Head of the Presidential Security Service of Belarus
- In office 20 January 1999 – 25 September 2000
- Leader: Alexander Lukashenko
- Preceded by: Vladimir Kuzhanov (acting)
- Succeeded by: Leonid Yerin

Personal details
- Born: Vladimir Vladimirovich Naumov February 7, 1956 (age 70) Smolensk, Soviet Union
- Alma mater: School of the Ministry of the Interior of the USSR
- Profession: Police

Military service
- Allegiance: USSR
- Years of service: 1974–1976

= Uladzimir Navumau =

Belarusian politician

Uladzimir Navumau (Уладзімір Навумаў, Владимир Наумов, Vladimir Naumov, also Uladzimir Naumau; born 7 February 1956) is a Belarusian politician accused of human rights violations.

He was Minister of the Internal Affairs of Belarus (2000–2009) and chairman of Belarus Ice Hockey Federation.

Navumau has been accused of violent crackdown of opposition protests following the Belarusian presidential election in 2006 and of being related to the disappearances of opposition leaders in 1999–2000.

==Biography==
Navumau has been working in the Minsk Militsiya since 1976.

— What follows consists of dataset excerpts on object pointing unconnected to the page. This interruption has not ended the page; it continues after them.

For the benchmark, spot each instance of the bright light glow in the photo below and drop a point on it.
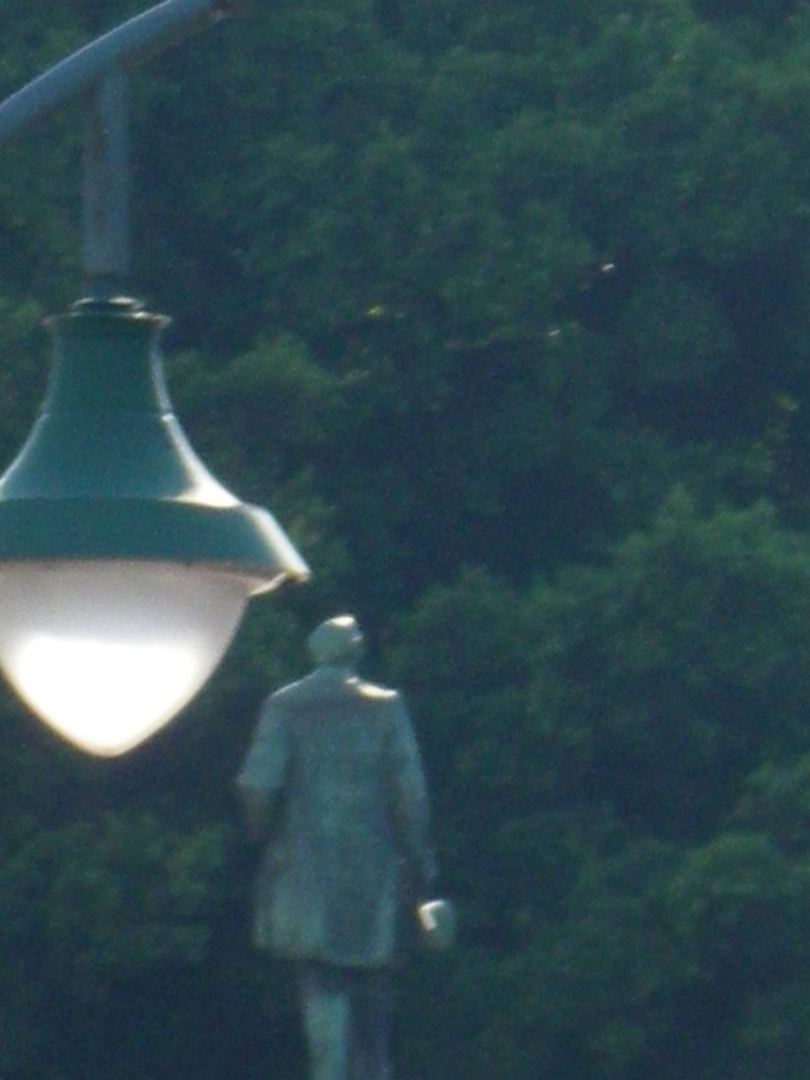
(109, 652)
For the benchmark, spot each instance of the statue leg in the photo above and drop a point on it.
(325, 1003)
(369, 1026)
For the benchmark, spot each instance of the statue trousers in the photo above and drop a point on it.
(345, 1013)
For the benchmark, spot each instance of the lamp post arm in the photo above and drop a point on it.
(129, 43)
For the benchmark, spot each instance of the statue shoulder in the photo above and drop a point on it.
(374, 692)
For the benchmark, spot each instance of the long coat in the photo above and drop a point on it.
(336, 760)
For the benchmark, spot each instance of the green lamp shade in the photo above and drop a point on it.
(124, 565)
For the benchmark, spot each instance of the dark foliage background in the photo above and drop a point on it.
(502, 309)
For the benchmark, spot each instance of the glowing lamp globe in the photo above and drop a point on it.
(124, 565)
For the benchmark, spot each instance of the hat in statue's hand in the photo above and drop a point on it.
(437, 923)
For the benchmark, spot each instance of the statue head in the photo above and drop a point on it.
(337, 643)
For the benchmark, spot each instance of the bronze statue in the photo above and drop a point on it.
(334, 786)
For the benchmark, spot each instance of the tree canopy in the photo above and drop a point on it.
(502, 310)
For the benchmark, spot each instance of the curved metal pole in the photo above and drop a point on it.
(132, 41)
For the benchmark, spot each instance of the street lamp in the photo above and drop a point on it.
(124, 565)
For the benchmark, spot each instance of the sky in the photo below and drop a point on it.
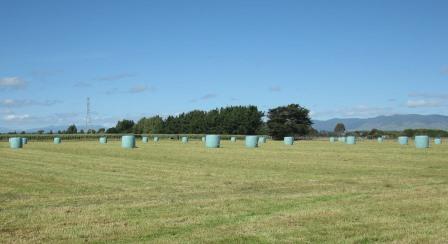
(135, 58)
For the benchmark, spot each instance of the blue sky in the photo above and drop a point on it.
(141, 58)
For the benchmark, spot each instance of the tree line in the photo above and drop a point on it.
(290, 120)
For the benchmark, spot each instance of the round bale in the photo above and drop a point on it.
(251, 141)
(351, 140)
(57, 140)
(103, 140)
(289, 140)
(421, 141)
(212, 141)
(128, 141)
(145, 139)
(15, 142)
(184, 139)
(403, 140)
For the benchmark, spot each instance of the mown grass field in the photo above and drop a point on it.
(174, 193)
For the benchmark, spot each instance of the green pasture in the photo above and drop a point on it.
(169, 192)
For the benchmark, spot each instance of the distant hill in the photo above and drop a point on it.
(393, 122)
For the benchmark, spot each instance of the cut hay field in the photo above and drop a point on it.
(169, 192)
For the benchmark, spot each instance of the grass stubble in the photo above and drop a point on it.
(170, 192)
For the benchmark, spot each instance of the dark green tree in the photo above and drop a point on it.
(291, 120)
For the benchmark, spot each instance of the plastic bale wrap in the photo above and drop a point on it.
(57, 140)
(212, 141)
(403, 140)
(351, 140)
(145, 139)
(128, 141)
(251, 141)
(289, 140)
(103, 140)
(15, 143)
(421, 141)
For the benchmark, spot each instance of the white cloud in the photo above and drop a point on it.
(15, 117)
(445, 70)
(360, 111)
(12, 83)
(115, 77)
(275, 89)
(205, 97)
(141, 88)
(25, 103)
(423, 103)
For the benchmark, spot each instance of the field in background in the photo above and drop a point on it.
(313, 191)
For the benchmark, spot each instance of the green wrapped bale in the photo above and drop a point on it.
(103, 140)
(128, 141)
(403, 140)
(184, 139)
(57, 140)
(351, 140)
(212, 141)
(421, 141)
(289, 140)
(15, 143)
(251, 141)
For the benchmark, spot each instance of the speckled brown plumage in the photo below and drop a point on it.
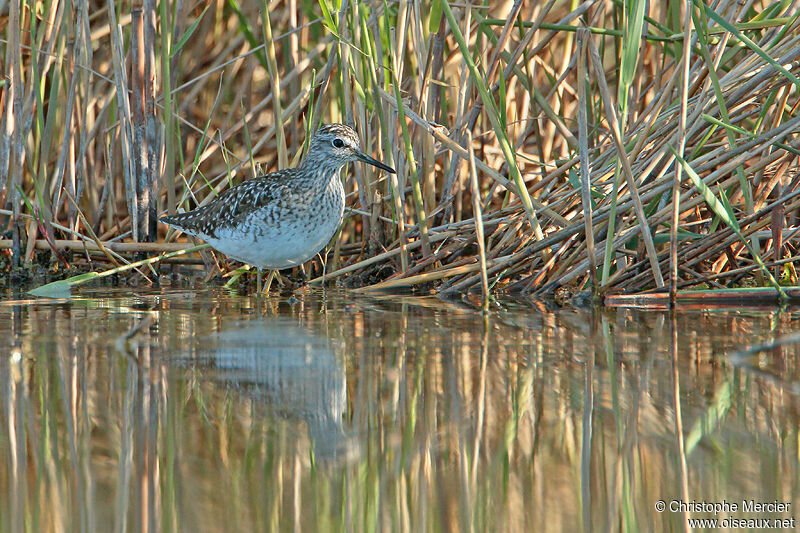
(286, 217)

Between 1991 and 1999 he was commander of Berkut and Almaz special units (OMON) of the Ministry of Internal Affairs of Belarus. The OMON participated in the crackdown of protests before and after the controversial 1996 referendum.

Between 1999 and 2000 Navumau was Head of the Presidential Security Service.

From 2000 to 2009 he was Minister of Internal Affairs of Belarus. During his service in this position, the police and OMON forces dispersed protests related to the controversial presidential election of 2001, referendum of 2004 and presidential election in 2006.

==Sanctions and accusations==
Navumau has been included into the sanctions lists of the United States, the European Union (see below for details), the United Kingdom and Switzerland.

According to a decision by the European Union, Navumau "failed to take action to investigate the case of the unresolved disappearances of Yuri Zakharenko, Viktor Gonchar, Anatoly Krasovski and Dmitri Zavadski in Belarus in 1999–2000 (...) As a Minister of Interior he was responsible for the repression over peaceful demonstrations until his retirement on 6 April 2009 for health reasons".

According to two journalistic investigations, Navumau owns 75% of the Moscow-registered company Zorka Food, which trades grain in occupied Mariupol and exports it through Belarus.